7 24 Parti de là, Jésus se rendit dans le territoire de Tyr. Il entra dans une maison et il ne voulait pas qu’on le sache, mais il ne put rester ignoré.  26 Tout de suite, une femme dont la fille avait un esprit impur entendit parler de lui et vint se jeter à ses pieds.  26 Cette femme était païenne, syro-phénicienne de naissance. Elle demandait à Jésus de chasser le démon hors de sa fille. 
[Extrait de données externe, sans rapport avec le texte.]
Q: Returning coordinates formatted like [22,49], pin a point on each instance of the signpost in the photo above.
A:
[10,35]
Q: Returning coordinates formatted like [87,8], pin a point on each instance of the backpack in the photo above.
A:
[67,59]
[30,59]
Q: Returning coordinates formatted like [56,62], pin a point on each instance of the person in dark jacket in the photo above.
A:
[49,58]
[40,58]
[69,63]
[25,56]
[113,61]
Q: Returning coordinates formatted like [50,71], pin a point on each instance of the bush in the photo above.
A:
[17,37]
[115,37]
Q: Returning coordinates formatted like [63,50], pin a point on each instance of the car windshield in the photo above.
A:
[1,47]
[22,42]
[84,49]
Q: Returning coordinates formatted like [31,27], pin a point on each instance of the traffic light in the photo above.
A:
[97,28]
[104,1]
27 Jésus lui disait : « Laisse d’abord les enfants se rassasier, car ce n’est pas bien de prendre le pain des enfants pour le jeter aux petits chiens. » 

28 Elle lui répondit : « C’est vrai, Seigneur, mais les petits chiens, sous la table, mangent des miettes des enfants. » 

29 Il lui dit : « A cause de cette parole, va, le démon est sorti de ta fille. » 

30 Elle retourna chez elle et trouva l’enfant étendue sur le lit : le démon l’avait quittée.

31 Jésus quitta le territoire de Tyr et revint par Sidon vers la mer de Galilée en traversant le territoire de la Décapole. 32 On lui amène un sourd qui, de plus, parlait difficilement et on le supplie de lui imposer la main.  33 Le prenant loin de la foule, à l’écart, Jésus lui mit les doigts dans les oreilles, cracha et lui toucha la langue.  34 Puis, levant son regard vers le ciel, il soupira. Et il lui dit : « Ephphata », c’est-à-dire : « Ouvre-toi. » 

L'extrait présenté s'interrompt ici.